Era a formatura da minha irmã. Ela já estava praticamente livre da gaiola que era nossa casa. Os Campbell era uma das famílias mais respeitadas de Green Mountain, mas isso seria significante pra mim se realmente fossemos uma família unida e houvesse o respeito entre si.
Dormi por quase toda a tarde, e teria dormido mais se minha mãe não tivesse me acordado às pressas afirmando que já estava na hora de me arrumar. Ela já estava vestida. Usava um vestido azul escuro e salto alto da mesma cor.
Yvonne entrou no quarto em seguida:

- Mãe, me ajuda com a maquiagem. Não consigo fazer esse delineado.

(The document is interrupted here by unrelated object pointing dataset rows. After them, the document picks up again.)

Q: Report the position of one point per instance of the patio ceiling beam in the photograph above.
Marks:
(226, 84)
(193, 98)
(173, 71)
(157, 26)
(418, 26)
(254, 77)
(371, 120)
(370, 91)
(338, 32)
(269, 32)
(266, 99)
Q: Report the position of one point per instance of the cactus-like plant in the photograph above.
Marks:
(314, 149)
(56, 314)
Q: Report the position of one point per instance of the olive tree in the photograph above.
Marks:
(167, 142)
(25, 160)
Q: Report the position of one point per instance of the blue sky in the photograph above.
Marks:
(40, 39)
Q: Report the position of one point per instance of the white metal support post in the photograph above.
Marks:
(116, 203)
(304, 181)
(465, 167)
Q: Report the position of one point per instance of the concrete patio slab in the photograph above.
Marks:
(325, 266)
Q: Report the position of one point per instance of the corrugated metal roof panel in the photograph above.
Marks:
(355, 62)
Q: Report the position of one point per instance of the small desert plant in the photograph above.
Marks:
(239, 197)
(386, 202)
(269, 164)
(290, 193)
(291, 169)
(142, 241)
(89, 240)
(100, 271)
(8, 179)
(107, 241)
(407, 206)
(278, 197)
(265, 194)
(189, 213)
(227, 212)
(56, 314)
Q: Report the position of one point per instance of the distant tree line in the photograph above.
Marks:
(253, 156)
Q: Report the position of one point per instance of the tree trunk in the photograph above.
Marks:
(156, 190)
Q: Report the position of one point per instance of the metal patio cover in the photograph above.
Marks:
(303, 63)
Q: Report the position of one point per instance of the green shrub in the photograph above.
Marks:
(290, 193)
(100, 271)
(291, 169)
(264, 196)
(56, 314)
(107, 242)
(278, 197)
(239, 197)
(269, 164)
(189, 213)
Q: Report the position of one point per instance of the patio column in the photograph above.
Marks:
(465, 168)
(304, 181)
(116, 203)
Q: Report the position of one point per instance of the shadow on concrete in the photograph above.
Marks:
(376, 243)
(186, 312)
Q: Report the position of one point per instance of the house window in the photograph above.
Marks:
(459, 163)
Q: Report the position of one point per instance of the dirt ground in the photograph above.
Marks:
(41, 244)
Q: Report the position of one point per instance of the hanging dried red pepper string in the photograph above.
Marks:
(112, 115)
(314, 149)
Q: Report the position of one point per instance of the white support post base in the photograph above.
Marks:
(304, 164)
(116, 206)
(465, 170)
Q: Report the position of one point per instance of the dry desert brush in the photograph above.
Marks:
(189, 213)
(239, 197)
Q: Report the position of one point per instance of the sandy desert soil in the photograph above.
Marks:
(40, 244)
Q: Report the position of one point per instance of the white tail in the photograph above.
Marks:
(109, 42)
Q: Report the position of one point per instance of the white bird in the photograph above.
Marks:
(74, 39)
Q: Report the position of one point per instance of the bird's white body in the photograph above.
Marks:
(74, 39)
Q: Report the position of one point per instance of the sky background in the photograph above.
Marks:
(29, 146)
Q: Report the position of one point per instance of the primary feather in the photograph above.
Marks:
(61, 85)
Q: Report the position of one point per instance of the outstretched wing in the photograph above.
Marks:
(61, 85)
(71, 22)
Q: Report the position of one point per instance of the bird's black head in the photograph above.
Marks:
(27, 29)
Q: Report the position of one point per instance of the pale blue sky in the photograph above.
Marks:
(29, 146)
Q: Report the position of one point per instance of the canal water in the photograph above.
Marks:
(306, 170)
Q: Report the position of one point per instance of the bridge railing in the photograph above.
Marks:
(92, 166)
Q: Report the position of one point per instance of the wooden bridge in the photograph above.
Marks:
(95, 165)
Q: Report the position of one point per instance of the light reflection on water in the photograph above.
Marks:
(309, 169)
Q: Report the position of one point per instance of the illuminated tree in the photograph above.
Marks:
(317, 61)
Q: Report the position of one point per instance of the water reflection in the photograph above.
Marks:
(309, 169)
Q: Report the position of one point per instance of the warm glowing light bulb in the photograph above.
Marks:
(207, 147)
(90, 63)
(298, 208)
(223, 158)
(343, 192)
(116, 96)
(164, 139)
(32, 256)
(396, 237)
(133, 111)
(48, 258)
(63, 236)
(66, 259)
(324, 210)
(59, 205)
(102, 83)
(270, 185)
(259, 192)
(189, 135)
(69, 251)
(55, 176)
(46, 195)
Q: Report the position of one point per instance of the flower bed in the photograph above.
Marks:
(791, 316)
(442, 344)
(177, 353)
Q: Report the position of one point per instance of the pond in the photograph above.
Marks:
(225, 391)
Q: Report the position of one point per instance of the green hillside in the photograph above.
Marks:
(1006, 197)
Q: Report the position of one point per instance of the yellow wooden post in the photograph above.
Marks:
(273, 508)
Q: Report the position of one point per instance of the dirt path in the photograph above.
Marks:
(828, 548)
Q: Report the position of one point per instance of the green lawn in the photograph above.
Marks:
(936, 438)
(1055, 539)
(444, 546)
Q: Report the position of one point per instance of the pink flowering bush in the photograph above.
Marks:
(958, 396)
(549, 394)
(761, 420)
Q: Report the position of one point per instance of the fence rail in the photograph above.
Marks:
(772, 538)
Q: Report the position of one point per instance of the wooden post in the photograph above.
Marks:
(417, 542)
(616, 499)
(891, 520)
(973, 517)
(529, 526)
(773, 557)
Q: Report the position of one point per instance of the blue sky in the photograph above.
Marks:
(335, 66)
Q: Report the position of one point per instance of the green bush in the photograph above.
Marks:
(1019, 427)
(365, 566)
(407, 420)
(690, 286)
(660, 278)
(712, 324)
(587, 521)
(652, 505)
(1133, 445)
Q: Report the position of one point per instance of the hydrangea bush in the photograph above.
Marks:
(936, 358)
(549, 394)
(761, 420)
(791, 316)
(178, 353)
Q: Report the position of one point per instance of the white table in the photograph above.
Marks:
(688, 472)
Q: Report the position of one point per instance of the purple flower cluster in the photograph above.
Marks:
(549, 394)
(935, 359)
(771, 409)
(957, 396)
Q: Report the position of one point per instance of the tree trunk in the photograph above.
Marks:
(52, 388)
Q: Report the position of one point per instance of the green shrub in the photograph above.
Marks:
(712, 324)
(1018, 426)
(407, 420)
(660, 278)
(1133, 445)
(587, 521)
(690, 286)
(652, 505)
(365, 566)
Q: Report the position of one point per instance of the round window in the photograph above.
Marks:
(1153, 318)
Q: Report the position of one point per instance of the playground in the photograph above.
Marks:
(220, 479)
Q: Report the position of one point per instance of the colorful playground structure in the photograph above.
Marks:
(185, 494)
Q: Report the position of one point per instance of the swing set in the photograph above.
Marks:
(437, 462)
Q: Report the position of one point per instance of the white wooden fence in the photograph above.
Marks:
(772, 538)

Ela estava linda. Usava um vestido longo e vermelho. Só iria colocar a beca quando chegássemos na faculdade. Meu pai chegou na porta e pediu para eu me apressar logo, pois já havia ligado o carro.
Tomei banho depressa e vesti o terno. Comi um sanduíche na cozinha, com todo o cuidado do mundo para não sujar a roupa, senão minha mãe surtaria e estragaria o "dia da Yvonne". Já estava no carro quando a dor de cabeça voltou. Não era tão forte, mas não deixava de ser horrível. Fomos para a faculdade e entramos no ginásio. Lá era gigantesco e havia luzes para todo o lado. Eu sempre quis estudar ali. Sempre tive vontade de fazer psicologia. Era a minha paixão. Mesmo quase toda a família seguindo a advocacia, eu queria ser diferente. Eu sempre fui diferente.
Yvonne já estava na fileira da frente com todos os formandos. Eu e meus pais estávamos nas filas mais fundo. O discurso estava a soar quando fiquei entediado e comecei a olhar em volta. Olhei para um beco escuro ao lado do ginásio. Tinha alguém lá. Não sei como vi, pois havia muita gente no caminho. Mas eu sabia que tinha alguém ali. Era o homem das sombras. Ele estava parado, no escuro do beco. As luzes do ginásio ao lado davam destaque a figura fantasmagórica. Ele estava de pé, imóvel, na noite, no escuro. Não aguentei a curiosidade e resolvi acabar com aquilo de uma vez por todas.

- Eu estou vendo você! - gritei, me levantando rápido. Meus pais tentaram me conter pelas mãos mas não obtiveram sucesso.

Andei depressa em direção ao beco, e notei que o discurso havia parado. Estavam todos olhando para mim. Ignorei a vergonha momentânea e avancei até a entrada do beco. Mas ele havia sumido. Virei para o ginásio e estavam todos olhando para mim. Minhas pernas começaram a tremer. Eu estava tendo uma crise de pânico, como não tinha há muito tempo. Meu ar falhou e comecei a tossir e gritar (já que esse era meu jeito de tentar recuperar o ar). Meus pais me levaram para o carro, onde sempre havia uma bombinha de asma e deram meu tranquilizante. Dormi ali mesmo, no banco traseiro, enquanto o que quer que estivesse naquele beco, já havia voltado para a outra dimensão.